On the conditions of artistic research and related discourse via twenty significant concepts.
What are the key discussions, presentations, and publications that have shaped the recent discourse of artistic research? In search of some answers, this book departs from twenty research projects developed by the author over the past decade at venues including BAK Utrecht, Bucharest Biennial, Guangzhou Triennial, Havana Biennial, Kuanda Biennial, Nottingham Contemporary, Research Pavilion Venice/Helsinki, and Seoul Media City. The conceptual frameworks of these projects are resituated here, drawing on the critique of the alphabetical order articulated in Roland Barthes by Roland Barthes. From Diderot’s Encyclopedia to the current form of online lexicons and vocabularies, alphabetical order has long been a conventional mode of organizing knowledge. Barthes, however, shifted the mode entirely when he started to arrange his texts alphabetically based on concepts that emerged while rewriting them.

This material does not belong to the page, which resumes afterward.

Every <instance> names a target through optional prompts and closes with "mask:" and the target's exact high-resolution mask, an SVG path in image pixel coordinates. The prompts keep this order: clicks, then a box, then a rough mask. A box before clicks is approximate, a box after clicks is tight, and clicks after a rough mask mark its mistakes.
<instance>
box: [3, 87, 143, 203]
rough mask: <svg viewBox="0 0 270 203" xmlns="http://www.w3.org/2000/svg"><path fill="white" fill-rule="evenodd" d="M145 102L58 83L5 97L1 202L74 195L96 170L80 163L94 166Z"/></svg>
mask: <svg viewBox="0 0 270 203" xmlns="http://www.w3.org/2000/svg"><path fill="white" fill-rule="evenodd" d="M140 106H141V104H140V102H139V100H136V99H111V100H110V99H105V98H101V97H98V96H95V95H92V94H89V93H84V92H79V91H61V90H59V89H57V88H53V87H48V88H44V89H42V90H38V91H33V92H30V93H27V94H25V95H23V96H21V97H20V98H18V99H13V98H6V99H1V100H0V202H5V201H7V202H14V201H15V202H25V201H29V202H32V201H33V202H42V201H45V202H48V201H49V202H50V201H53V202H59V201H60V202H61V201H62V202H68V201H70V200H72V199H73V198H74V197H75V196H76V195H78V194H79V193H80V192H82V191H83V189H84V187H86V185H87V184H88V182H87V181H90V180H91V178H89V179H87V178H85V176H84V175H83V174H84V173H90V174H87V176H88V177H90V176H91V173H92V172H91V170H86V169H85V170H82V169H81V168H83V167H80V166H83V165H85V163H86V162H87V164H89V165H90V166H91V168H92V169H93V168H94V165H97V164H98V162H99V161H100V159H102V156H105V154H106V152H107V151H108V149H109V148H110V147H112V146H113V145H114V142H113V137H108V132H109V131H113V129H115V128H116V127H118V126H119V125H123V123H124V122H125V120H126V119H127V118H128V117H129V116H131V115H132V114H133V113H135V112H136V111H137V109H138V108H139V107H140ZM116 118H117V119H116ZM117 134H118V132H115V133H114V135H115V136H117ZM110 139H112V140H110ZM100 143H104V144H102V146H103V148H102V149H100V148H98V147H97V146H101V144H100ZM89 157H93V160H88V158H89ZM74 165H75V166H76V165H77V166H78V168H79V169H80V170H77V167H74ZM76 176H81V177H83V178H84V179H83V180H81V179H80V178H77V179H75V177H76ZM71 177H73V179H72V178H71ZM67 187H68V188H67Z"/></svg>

Alphabetical order then functions as a non-chronologizing anti-structure that prevents the different fragments from sliding into a single linear narrative. The twenty concepts developed here adopt a similar, essayistic approach to the heteronomous practices of artistic research: each one is a new point of departure from which to explore this nascent field in a provisional way. Rather than advancing definitive assertions, theories, or conclusions, Collateral Concepts is an assemblage of productive hints that invite the reader to reflect on the meaning, role, and position that ideas emerging from creative practices play in further articulating artistic research as an idiosyncratic mode of inquiry.
Published in partnership with the Centre for Research in Artistic Practice under Contemporary Conditions at Aarhus University.